Nountype Quirks: Day 3: Geo Day

Aug 1, 2009

It’s time for one more installment of Nountype Quirks, where I review and tweak Ubiquity’s built-in nountypes. For an introduction to this effort, please read Judging Noun Types and my updates from Day 1 and Day 2.

Today I ended up spending most of the day attempting to implement (but not yet completing) major improvements to the geolocation-related nountypes whose plans I lay out here.

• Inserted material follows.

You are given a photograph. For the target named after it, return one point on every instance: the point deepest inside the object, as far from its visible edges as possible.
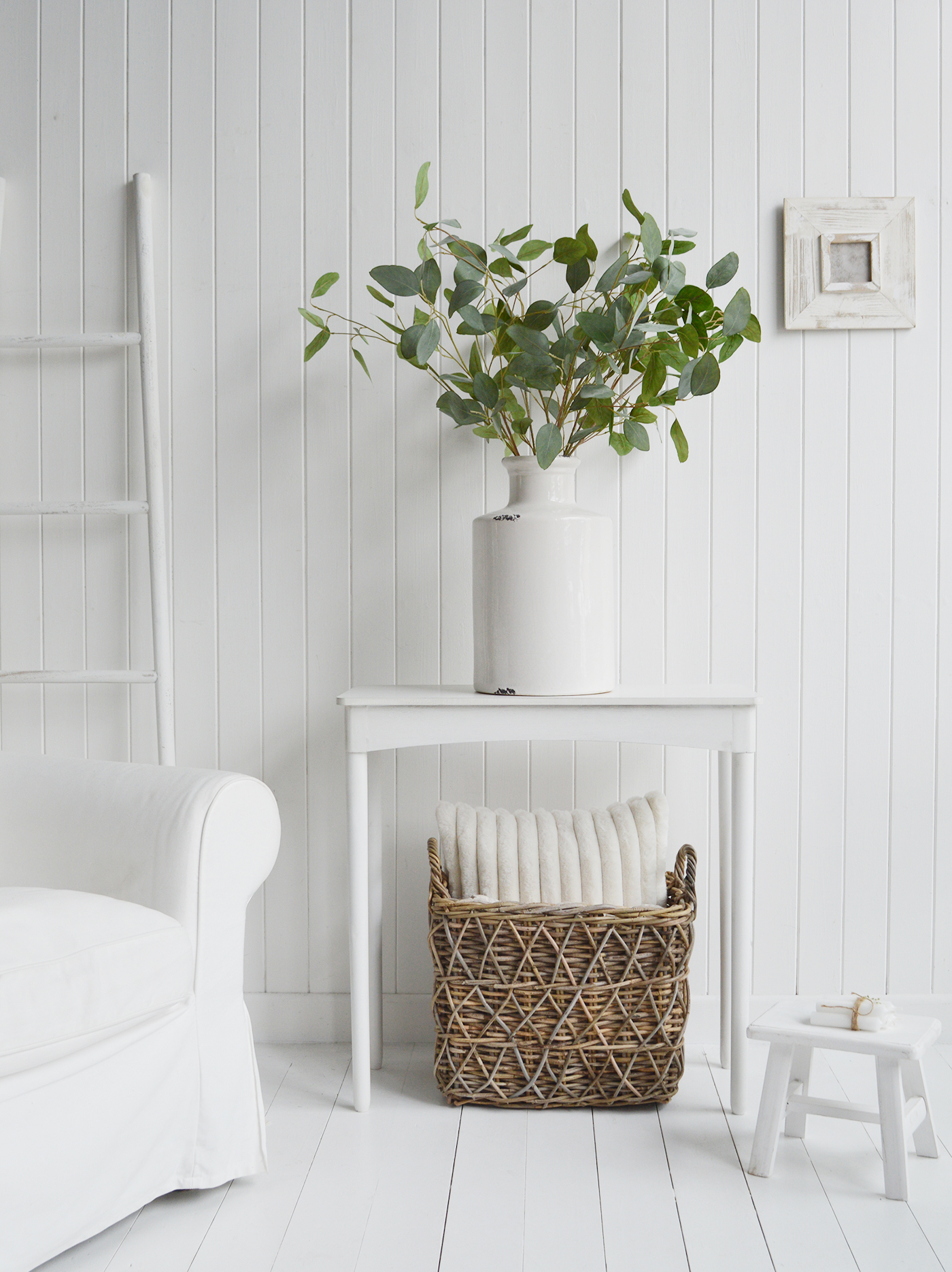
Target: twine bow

Note: this blog post includes a number of graphs using HTML/CSS formatting. If you are reading this article through a feed reader or planet, I invite you to read it on my site.

`noun_type_geolocation`

noun_type_geolocation is the nountype used by the weather command for its location argument in input like “weather near Chicago”. The neat feature of noun_type_geolocation is that it has a smart default value which uses Firefox’s geolocation system to give you your current location by default, so I can enter “weather” and get the suggestion “weather near Broomfield, Colorado” (not completely correct, but close enough for the weather). Otherwise, however, noun_type_geolocation does not do too hot… for any input you give it, it’ll just accept it with a score of 0.3, much like noun_arb_text. We could do better.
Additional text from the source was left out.